Jugendhilferecht im Überblick  


Zur Doppelanrechnung des Kindergeldes im Rahmen der Jugendhilfeleistungen und Sozialhilfeleistungen

Verwaltungsgericht (VG) Arnsberg, Urteil vom 9. März 2000 - 5 K 2311/96

Es ist einzugestehen, dass die "Doppelanrechnung" des Kindergeldes - im Rahmen der Kinder- und Jugendhilfeleistungen einerseits und der Sozialhilfeleistungen andererseits - zu vom Gesetzgeber möglicherweise nicht intendierten Ergebnissen führt bzw. führen kann. Die Lösung der Problematik ist allerdings nicht im Bereich der Sozialhilfe vorzunehmen. Vielmehr ist sie im Bereich der Kinder- und Jugendhilfe zu suchen, wo die betreffende Problematik ihren Ursprung hat.

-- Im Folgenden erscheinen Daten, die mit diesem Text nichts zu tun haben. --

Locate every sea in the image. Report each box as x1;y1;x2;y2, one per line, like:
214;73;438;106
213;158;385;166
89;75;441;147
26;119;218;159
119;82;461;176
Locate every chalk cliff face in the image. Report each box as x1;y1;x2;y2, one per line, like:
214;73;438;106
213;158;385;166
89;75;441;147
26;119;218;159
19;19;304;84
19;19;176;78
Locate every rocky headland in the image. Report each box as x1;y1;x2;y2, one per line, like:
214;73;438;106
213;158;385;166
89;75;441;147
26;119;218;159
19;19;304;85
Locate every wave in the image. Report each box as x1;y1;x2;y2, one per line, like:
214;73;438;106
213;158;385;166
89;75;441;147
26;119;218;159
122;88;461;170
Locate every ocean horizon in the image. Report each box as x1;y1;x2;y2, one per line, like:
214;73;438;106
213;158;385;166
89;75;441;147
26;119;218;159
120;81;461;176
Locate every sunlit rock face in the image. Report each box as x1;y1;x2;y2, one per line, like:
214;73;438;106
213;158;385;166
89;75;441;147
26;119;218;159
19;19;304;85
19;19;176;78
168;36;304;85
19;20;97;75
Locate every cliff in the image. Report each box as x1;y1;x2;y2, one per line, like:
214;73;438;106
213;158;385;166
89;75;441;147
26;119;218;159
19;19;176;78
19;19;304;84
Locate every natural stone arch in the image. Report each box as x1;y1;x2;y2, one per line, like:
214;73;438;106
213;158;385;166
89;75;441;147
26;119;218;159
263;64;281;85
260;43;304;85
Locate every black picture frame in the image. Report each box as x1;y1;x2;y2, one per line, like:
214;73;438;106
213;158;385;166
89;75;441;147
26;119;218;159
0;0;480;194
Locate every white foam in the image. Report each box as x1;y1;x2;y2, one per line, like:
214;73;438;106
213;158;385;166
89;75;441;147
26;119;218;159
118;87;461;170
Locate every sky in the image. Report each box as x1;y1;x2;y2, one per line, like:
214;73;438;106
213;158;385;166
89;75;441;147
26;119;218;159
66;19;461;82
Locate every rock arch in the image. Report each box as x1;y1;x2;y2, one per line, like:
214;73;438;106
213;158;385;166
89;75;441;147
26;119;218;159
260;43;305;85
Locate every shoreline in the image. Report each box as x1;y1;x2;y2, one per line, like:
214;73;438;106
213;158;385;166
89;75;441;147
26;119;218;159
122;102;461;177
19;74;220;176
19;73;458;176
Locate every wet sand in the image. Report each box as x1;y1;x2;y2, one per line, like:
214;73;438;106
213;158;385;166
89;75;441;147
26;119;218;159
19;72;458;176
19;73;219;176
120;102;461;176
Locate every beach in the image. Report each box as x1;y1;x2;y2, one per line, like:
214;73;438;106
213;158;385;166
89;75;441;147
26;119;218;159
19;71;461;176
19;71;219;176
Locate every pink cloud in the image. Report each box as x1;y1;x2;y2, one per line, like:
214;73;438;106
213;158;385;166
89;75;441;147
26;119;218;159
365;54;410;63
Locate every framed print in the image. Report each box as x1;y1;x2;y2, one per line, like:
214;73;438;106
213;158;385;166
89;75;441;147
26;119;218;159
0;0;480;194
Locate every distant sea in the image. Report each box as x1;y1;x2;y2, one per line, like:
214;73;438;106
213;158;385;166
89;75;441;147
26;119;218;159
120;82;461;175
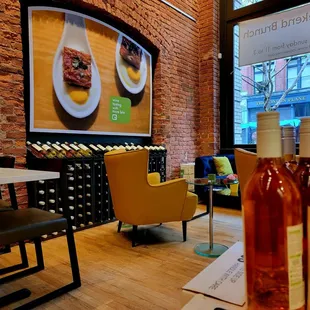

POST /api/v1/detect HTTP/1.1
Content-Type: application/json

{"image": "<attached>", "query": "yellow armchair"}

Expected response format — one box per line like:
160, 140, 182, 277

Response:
104, 150, 198, 246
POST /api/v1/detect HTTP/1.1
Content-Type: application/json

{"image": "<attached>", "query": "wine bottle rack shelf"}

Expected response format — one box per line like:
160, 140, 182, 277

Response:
27, 151, 166, 238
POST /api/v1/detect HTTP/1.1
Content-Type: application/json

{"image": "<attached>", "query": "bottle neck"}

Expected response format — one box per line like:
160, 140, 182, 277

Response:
282, 137, 296, 157
257, 128, 282, 158
299, 133, 310, 158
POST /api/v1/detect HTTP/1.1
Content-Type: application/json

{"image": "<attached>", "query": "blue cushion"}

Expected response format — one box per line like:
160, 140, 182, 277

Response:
195, 154, 237, 178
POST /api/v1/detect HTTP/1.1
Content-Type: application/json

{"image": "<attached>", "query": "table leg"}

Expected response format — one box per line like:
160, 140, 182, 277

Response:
194, 184, 228, 257
209, 185, 213, 250
0, 288, 31, 307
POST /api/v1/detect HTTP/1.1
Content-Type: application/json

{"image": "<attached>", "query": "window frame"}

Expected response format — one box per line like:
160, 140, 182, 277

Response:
220, 0, 309, 153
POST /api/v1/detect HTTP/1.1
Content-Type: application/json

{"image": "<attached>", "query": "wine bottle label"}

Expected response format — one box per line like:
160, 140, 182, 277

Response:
31, 144, 42, 152
89, 144, 99, 152
42, 144, 51, 151
79, 144, 89, 151
97, 144, 105, 151
61, 143, 70, 151
70, 144, 80, 151
287, 224, 305, 309
52, 143, 62, 152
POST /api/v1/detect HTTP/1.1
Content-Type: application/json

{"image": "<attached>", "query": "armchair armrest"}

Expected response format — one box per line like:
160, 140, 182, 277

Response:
138, 179, 188, 225
147, 172, 160, 185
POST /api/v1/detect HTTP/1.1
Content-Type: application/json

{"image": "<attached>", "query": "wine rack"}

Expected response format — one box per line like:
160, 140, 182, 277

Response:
27, 149, 166, 238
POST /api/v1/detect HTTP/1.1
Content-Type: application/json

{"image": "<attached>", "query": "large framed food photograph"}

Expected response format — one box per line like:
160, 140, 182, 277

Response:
28, 6, 152, 136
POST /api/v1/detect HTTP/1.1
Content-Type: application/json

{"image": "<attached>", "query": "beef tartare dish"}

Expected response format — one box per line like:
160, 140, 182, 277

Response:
63, 47, 91, 89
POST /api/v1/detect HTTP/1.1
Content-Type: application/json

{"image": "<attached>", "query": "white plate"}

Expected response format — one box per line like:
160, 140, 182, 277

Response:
115, 34, 147, 94
53, 13, 101, 118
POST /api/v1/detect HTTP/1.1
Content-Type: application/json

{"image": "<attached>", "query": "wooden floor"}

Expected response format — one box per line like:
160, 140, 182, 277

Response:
0, 206, 242, 310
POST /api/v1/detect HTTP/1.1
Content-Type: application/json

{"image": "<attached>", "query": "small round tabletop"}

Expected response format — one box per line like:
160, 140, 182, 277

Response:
186, 178, 239, 190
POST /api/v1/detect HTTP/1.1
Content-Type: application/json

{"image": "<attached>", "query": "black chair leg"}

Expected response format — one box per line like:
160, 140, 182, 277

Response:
0, 238, 44, 284
132, 225, 138, 247
117, 221, 123, 232
34, 238, 44, 270
0, 241, 29, 276
15, 224, 81, 310
18, 241, 29, 268
67, 226, 81, 288
182, 221, 187, 242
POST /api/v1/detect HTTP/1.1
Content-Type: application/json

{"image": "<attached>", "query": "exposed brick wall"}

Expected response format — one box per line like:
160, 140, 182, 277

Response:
0, 0, 219, 206
198, 0, 220, 155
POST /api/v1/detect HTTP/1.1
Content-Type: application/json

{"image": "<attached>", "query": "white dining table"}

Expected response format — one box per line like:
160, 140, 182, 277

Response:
0, 168, 60, 185
0, 168, 60, 305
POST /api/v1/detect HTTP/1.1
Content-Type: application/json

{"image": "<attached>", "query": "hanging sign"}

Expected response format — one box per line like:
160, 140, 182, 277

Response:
239, 4, 310, 67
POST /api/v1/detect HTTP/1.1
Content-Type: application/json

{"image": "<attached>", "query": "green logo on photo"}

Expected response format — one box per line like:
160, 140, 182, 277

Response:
110, 97, 131, 124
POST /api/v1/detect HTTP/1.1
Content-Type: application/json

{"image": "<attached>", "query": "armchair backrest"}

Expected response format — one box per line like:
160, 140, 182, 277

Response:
104, 150, 149, 223
235, 148, 257, 198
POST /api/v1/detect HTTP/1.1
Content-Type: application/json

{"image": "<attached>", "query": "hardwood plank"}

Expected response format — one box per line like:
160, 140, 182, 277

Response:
0, 206, 243, 310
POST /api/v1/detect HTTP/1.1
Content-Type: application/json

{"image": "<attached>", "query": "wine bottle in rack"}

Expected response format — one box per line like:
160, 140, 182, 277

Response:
66, 142, 85, 157
26, 141, 46, 158
89, 144, 103, 156
243, 112, 305, 310
46, 141, 66, 158
74, 142, 93, 157
294, 117, 310, 300
56, 142, 83, 158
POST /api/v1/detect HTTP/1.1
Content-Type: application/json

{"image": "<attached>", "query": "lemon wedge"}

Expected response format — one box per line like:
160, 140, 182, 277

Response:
127, 67, 141, 84
69, 89, 89, 104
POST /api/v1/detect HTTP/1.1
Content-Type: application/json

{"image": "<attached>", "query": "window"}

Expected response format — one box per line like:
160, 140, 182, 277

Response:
253, 61, 276, 94
219, 0, 310, 153
287, 59, 300, 89
254, 65, 263, 94
287, 57, 310, 89
294, 103, 310, 117
234, 0, 263, 10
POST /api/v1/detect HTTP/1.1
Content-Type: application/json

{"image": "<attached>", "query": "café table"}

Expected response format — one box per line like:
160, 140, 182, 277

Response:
187, 178, 238, 258
0, 168, 60, 307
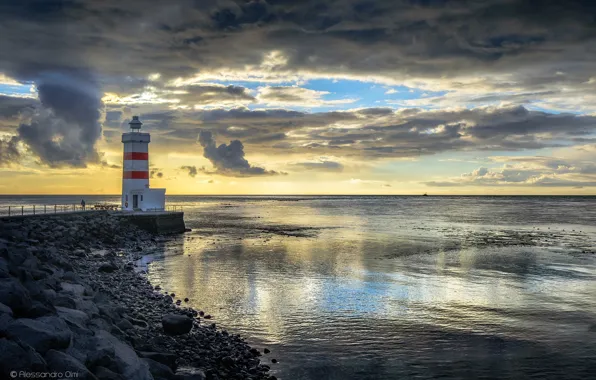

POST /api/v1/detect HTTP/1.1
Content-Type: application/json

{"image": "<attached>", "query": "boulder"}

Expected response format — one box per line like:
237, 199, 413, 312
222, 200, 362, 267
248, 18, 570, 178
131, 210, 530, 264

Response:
26, 301, 56, 318
161, 314, 192, 335
60, 282, 85, 297
46, 350, 97, 380
141, 358, 174, 379
116, 318, 134, 331
175, 367, 207, 380
0, 338, 46, 379
0, 303, 12, 317
95, 366, 126, 380
0, 257, 10, 278
97, 262, 118, 273
7, 317, 72, 354
56, 306, 89, 328
137, 351, 178, 371
0, 278, 31, 316
96, 330, 153, 380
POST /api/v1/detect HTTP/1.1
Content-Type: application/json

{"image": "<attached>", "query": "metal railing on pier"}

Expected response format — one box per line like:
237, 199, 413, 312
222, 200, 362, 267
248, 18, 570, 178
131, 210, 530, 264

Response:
0, 203, 182, 217
146, 205, 184, 212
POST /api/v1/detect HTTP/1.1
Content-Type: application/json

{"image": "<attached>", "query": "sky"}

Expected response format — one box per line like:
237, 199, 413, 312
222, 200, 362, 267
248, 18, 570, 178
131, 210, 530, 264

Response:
0, 0, 596, 195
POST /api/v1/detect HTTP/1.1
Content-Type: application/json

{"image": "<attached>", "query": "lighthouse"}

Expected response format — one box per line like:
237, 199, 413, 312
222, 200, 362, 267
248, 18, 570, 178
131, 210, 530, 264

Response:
122, 116, 166, 211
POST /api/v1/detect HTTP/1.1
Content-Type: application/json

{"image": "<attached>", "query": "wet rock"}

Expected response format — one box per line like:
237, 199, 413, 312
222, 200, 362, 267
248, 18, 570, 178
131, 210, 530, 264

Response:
56, 306, 90, 328
0, 303, 12, 317
141, 358, 174, 379
94, 366, 126, 380
96, 331, 153, 380
176, 367, 207, 380
97, 262, 118, 273
8, 317, 72, 354
137, 351, 178, 371
26, 301, 56, 318
0, 338, 46, 379
161, 314, 192, 335
60, 282, 85, 297
0, 278, 32, 315
45, 350, 97, 380
116, 318, 134, 331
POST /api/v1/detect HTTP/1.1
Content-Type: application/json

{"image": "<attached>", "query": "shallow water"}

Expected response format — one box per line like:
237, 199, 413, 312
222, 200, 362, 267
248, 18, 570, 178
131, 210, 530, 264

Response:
135, 197, 596, 379
0, 196, 596, 380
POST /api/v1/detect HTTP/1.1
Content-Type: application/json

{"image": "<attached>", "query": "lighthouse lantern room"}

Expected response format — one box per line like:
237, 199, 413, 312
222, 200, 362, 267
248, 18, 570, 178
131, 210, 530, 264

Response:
122, 116, 166, 211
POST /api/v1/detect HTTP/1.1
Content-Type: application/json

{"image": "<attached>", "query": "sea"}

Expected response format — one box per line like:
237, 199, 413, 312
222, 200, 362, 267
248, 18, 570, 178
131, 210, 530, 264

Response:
0, 196, 596, 380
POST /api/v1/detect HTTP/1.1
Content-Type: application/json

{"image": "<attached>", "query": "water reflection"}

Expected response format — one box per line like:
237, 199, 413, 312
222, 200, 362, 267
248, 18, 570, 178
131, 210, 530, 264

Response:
143, 200, 596, 379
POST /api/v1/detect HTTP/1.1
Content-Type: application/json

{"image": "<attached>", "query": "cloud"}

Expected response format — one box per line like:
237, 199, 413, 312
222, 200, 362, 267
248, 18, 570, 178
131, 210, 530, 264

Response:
199, 131, 281, 177
0, 136, 21, 166
257, 86, 357, 107
149, 168, 163, 178
289, 158, 344, 172
180, 166, 198, 178
426, 156, 596, 187
17, 72, 103, 167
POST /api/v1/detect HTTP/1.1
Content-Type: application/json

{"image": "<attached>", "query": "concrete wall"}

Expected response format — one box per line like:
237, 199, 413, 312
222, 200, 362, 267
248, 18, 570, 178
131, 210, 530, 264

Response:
0, 211, 186, 235
115, 212, 186, 235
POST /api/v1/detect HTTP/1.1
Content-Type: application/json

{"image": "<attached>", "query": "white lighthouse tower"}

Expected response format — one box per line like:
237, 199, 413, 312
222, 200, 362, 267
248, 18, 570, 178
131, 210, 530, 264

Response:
122, 116, 166, 211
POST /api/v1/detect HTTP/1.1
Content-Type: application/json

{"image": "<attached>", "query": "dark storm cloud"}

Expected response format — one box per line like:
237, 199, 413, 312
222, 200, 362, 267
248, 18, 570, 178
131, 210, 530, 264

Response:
17, 72, 103, 167
0, 0, 596, 166
198, 131, 280, 177
180, 166, 198, 178
129, 107, 596, 158
0, 137, 21, 166
0, 0, 596, 88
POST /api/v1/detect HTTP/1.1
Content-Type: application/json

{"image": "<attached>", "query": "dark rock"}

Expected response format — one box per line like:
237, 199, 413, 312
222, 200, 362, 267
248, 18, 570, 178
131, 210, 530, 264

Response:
0, 303, 12, 317
221, 356, 236, 367
161, 314, 192, 335
8, 317, 72, 354
96, 330, 151, 380
0, 278, 32, 316
54, 295, 77, 309
116, 318, 134, 331
97, 262, 118, 273
60, 282, 85, 297
56, 306, 89, 328
141, 358, 174, 379
129, 318, 149, 329
45, 350, 97, 380
176, 367, 206, 380
0, 338, 46, 379
137, 351, 178, 371
94, 366, 126, 380
26, 301, 56, 318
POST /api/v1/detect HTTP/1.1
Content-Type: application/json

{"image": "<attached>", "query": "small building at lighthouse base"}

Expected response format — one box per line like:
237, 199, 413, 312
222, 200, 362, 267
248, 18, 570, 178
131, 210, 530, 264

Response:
122, 187, 166, 211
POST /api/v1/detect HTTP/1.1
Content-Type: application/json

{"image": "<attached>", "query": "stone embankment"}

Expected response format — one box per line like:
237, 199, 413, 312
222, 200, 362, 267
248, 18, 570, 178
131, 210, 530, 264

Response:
0, 213, 275, 380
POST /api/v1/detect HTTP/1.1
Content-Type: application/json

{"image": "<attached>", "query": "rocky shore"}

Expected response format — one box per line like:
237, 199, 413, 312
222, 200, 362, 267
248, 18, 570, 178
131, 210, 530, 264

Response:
0, 212, 275, 380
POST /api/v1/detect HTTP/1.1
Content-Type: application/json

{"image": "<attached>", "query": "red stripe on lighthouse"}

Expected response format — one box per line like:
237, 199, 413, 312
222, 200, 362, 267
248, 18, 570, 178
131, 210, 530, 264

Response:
124, 152, 149, 161
122, 171, 149, 179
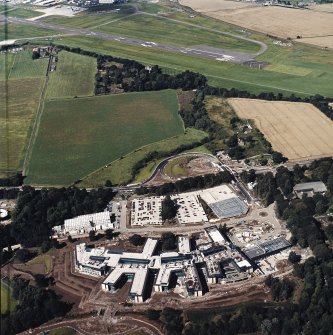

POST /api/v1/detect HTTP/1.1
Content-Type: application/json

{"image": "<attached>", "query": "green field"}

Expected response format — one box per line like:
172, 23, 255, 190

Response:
26, 90, 184, 185
48, 327, 77, 335
132, 142, 211, 183
0, 23, 59, 40
0, 282, 17, 314
95, 14, 259, 52
0, 50, 49, 79
0, 78, 45, 176
78, 128, 208, 187
1, 7, 44, 19
163, 157, 191, 178
48, 33, 333, 96
46, 51, 97, 99
2, 3, 333, 96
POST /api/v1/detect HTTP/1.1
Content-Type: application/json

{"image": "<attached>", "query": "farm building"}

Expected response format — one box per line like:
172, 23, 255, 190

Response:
294, 181, 327, 198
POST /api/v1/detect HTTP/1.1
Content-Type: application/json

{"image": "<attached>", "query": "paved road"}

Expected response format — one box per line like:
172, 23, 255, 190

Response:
0, 15, 256, 64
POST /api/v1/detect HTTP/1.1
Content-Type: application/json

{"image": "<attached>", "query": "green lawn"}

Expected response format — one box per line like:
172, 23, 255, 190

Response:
78, 128, 208, 187
46, 51, 97, 99
0, 282, 17, 314
0, 50, 49, 79
26, 90, 184, 185
0, 78, 45, 176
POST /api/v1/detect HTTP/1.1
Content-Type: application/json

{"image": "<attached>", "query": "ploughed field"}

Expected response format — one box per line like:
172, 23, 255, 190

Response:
26, 90, 184, 185
228, 98, 333, 161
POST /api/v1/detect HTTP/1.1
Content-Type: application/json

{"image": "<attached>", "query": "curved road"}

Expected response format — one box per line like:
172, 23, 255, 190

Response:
0, 7, 267, 64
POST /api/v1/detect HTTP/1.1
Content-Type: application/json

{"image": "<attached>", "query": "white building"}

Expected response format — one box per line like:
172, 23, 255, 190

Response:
53, 211, 115, 235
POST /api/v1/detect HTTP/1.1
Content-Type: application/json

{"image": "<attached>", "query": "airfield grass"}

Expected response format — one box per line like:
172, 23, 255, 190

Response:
0, 22, 59, 40
96, 14, 259, 52
48, 327, 77, 335
46, 51, 97, 99
1, 7, 44, 19
0, 282, 17, 314
42, 6, 134, 28
77, 128, 208, 187
48, 37, 333, 96
26, 90, 184, 185
38, 12, 259, 52
4, 3, 333, 96
0, 50, 48, 79
0, 78, 45, 176
0, 53, 15, 80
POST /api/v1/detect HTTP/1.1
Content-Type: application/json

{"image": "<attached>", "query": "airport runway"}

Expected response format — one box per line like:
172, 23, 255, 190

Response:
0, 15, 254, 64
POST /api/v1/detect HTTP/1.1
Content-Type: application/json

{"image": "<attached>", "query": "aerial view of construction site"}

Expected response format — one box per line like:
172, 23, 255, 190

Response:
0, 0, 333, 335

Eine "auf das Pflegekind bezogene Entlastung" findet nicht statt, wenn die (kindergeldberechtigte) Pflegeperson laufende Hilfe zum Lebensunterhalt erhält und das Kindergeld zur Deckung des eigenen Bedarfs benötigt. Deshalb spricht - mit Blick auf die vom Gesetzgeber verfolgte Zielrichtung des § 39 Abs. 6 SGB VIII a.F. - vieles dafür, diese Vorschrift in derartigen Fällen - über die mögliche Wortbedeutung hinaus - teleologisch dahingehend zu reduzieren, dass sie keine Anwendung findet.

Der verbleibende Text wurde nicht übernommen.